Thursday, February 27, 2014

This blog has moved.

Old Rusty Gamer has moved and become a weekly feature at http://rcscomic.com

Cheers.

Wednesday, February 19, 2014

Four Brothers - Generative Exercise - The Sandbox

One of the elements of a sandbox game, such as Minecraft, that might find its way into RPGMaker VX Ace is a random start area, random event placement, etc.

The community is tingling with resources to achieve this.
 
Random event locations often add additional replay value, as you are going to have to find a new path through the game on each additional playthrough.

How does that compare to random item drops?

In a game such as Knights of the Old Republic 2: The Sith Lords, I was not so much a fan of pure item randomization, as it often led to balance issues throughout the game (or hours of crummy drops.)

It also led to a lack of immersion, where players would save the game, get the drop, and reset if it was a less than desirable drop.

In an Alpha game, such as Damned, you might find required items completely unobtainable (a combination required to open a locked safe spawns inside the safe it is intended to open.)

How does this translate to Four Brothers?
I think we keep we strive for a healthy mix and randomize certain elements:
Starting character.
Starting dungeon location.
We set specific regions where the quest specific items can drop, and maybe design a story-relevant "out" should we be in an impossible scenario (like those safes we couldn't open in Damned.)

Next week I am going to be looking at team composition elements in games.

Wednesday, February 5, 2014

Minecraft Snapshot 1.8

Minecraft has been written about and discussed enough by the gaming community; I don't think that can be argued against.

I only recently, just past the holidays, began playing. I had a knowledge of the game since its launch, and had read about it in many blogs. I had played the 2D clone, Terraria, and I already have an abundant connection of sandbox games.

What intrigued me about Minecraft, is that the theme "How long can you play in a sandbox?" is inherently without narrative. A good friend helped me to introduce narrative by jumping into hardcore mode, where I tragic deaths could be retold as stories.

After a few weeks of managing a Minecraft Server, and about fifty world folders deleted later, we set up a recent snapshot, which introduced a variety of new ores (different colored legos) to play with.

Minecraft is an elegant time-waster. There is nothing wrong with being a time-waster, I have over 450 hours logged in Dota 2. The elegance is in the adaptability of the game to the players play-style.

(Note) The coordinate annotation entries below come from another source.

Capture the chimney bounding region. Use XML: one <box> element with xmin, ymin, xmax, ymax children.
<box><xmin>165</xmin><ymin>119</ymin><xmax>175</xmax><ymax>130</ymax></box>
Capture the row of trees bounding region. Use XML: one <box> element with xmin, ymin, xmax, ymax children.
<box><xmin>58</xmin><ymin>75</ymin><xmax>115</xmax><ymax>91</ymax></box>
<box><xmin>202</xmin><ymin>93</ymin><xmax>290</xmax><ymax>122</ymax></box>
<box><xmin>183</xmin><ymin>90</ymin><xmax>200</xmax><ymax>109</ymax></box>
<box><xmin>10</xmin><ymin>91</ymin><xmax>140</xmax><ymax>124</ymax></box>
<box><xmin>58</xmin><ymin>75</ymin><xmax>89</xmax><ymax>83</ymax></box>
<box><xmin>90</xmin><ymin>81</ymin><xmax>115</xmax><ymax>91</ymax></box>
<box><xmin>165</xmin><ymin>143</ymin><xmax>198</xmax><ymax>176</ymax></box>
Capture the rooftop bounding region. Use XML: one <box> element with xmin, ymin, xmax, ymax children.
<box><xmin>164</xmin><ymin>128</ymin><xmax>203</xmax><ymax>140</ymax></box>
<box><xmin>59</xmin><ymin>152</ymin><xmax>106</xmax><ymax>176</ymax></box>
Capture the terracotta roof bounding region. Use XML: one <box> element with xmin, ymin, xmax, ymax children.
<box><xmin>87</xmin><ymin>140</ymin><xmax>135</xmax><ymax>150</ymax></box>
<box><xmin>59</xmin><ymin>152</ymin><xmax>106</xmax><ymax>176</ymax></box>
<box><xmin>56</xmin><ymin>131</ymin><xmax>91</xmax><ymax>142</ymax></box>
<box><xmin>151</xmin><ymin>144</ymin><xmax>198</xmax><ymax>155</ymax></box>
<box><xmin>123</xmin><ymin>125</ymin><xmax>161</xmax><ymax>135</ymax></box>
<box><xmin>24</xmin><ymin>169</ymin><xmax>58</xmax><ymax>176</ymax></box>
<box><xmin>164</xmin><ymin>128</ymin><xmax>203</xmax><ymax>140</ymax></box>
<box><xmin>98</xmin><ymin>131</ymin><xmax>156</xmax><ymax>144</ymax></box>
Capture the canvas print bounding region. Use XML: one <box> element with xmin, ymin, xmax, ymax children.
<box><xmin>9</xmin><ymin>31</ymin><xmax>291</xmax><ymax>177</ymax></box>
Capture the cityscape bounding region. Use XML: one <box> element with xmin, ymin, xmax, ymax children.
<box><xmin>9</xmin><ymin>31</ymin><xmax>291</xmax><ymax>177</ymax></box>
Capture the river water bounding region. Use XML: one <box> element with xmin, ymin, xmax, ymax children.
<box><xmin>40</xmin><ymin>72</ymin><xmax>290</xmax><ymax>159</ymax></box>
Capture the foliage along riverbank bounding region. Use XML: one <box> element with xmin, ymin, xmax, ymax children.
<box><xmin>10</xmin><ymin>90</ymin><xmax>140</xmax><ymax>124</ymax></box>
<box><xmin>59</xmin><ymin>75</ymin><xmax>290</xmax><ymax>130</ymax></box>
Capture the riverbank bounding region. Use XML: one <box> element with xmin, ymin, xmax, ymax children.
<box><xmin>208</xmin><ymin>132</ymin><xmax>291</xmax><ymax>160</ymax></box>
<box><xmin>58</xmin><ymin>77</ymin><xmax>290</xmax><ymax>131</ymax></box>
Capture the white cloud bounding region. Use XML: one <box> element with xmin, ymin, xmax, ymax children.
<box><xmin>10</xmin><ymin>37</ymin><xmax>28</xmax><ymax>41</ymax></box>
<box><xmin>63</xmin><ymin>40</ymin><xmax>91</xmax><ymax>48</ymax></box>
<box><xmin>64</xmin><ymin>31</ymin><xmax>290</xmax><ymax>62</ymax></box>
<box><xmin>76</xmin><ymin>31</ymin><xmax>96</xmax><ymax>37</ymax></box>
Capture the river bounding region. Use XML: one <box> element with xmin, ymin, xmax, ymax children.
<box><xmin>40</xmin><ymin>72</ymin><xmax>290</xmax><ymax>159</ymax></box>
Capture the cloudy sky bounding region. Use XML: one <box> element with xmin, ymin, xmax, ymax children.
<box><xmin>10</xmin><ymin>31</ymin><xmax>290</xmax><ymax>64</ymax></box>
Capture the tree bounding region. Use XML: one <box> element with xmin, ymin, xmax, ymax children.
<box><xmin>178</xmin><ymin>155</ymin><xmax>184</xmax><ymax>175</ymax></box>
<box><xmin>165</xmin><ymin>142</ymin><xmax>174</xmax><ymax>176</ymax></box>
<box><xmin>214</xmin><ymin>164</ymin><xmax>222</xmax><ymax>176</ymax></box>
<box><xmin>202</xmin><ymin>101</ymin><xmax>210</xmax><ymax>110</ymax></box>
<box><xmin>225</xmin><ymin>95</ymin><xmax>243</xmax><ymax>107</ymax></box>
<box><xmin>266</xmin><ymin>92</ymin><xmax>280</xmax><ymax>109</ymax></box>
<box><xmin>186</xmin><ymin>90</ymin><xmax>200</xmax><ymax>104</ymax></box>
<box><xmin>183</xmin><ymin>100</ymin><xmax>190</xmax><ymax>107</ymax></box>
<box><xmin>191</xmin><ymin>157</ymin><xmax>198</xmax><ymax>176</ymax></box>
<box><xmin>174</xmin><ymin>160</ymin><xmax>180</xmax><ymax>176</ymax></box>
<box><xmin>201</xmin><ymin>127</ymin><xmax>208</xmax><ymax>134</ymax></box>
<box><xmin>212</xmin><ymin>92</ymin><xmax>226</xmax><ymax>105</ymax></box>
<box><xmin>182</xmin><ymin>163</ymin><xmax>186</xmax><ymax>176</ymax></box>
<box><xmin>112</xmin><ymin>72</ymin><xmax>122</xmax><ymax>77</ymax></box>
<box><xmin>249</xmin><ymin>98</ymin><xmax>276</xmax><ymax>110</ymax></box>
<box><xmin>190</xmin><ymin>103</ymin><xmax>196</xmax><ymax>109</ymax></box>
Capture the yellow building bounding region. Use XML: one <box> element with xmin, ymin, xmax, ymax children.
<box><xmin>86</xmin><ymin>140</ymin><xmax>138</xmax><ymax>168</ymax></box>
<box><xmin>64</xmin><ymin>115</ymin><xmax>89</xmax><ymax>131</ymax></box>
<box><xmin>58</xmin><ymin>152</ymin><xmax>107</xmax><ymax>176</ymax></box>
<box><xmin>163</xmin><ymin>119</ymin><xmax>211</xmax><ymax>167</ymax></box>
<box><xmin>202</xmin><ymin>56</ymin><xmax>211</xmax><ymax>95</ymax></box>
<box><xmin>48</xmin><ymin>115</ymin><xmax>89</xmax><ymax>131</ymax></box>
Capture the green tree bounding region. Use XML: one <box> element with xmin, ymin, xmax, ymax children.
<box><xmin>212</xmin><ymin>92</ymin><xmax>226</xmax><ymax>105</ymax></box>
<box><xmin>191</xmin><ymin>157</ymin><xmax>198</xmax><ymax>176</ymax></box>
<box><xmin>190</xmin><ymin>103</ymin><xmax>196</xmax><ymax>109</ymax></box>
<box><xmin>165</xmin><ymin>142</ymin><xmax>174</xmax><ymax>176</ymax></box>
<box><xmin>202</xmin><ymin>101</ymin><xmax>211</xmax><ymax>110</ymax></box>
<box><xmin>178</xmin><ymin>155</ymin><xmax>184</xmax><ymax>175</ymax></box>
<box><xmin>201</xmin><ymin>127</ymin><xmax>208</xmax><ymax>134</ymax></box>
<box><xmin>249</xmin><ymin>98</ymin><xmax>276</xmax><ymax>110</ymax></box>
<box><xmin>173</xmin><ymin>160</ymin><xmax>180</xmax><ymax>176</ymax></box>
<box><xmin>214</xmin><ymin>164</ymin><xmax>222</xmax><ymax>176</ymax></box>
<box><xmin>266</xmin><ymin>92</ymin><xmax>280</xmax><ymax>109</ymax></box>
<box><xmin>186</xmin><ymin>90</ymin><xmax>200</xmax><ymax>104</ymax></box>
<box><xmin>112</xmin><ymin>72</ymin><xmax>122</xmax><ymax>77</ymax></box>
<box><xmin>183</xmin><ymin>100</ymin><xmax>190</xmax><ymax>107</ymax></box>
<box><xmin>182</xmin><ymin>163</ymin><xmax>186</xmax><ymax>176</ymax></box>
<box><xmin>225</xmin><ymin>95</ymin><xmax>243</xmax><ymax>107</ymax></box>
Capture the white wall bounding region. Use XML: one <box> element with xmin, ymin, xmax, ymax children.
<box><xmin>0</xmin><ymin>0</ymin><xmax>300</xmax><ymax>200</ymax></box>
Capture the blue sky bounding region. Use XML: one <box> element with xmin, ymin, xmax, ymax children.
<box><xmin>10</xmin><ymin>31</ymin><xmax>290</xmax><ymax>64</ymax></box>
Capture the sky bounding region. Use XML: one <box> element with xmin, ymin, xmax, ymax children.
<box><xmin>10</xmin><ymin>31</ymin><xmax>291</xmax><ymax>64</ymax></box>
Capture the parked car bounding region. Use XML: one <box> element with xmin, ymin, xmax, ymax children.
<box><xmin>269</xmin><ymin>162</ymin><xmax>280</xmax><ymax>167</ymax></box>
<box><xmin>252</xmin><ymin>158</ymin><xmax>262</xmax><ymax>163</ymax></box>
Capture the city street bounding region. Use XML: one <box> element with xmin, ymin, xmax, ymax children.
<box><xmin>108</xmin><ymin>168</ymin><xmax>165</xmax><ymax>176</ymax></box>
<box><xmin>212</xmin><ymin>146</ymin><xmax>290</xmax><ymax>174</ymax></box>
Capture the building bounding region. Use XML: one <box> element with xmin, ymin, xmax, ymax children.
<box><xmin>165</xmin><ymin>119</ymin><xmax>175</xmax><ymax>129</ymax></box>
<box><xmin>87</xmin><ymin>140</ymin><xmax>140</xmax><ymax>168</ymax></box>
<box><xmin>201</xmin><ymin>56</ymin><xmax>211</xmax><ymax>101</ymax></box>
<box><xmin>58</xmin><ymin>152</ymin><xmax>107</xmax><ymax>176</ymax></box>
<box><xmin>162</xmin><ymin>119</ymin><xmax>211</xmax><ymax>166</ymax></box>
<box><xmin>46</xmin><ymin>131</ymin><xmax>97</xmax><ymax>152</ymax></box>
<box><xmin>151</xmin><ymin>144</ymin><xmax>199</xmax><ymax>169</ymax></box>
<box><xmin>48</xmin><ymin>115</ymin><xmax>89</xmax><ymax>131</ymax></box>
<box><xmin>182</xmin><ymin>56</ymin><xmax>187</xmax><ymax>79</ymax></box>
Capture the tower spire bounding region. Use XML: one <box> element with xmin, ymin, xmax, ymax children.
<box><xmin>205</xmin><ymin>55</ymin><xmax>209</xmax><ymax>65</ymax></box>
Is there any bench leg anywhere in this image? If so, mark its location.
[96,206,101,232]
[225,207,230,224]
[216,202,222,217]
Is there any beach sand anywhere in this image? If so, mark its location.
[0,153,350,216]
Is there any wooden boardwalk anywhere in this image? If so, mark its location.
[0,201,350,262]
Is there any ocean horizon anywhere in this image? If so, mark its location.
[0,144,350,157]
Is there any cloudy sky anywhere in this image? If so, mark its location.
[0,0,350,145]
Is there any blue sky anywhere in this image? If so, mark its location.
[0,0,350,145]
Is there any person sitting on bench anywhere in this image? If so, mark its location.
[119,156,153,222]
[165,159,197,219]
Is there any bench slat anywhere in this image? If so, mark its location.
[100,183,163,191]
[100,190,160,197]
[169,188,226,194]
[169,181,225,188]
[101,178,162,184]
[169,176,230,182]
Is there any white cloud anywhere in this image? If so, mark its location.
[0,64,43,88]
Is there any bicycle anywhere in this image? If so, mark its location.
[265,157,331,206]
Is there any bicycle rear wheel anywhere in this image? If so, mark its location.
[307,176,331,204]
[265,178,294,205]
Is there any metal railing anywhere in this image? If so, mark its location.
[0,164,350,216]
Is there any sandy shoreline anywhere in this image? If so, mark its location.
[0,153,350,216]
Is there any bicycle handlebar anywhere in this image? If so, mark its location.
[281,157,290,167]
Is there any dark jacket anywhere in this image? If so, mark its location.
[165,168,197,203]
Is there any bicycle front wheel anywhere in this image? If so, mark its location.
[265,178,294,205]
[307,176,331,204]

I watched my friend, an armchair architect craft a massive tower of sandstone and glass... my sibling speed-run to bedrock and hunt for diamonds...or the time my wife and I crafted an elaborate wheat field farming system.

The advent of new ores is akin to mixing different colored sands together, it allows you the freedom to shape your world in your image.

The mechanism most attractive to me is the exploratory aspect; it is why we constantly roll new worlds.

We love the thrill of finding something new.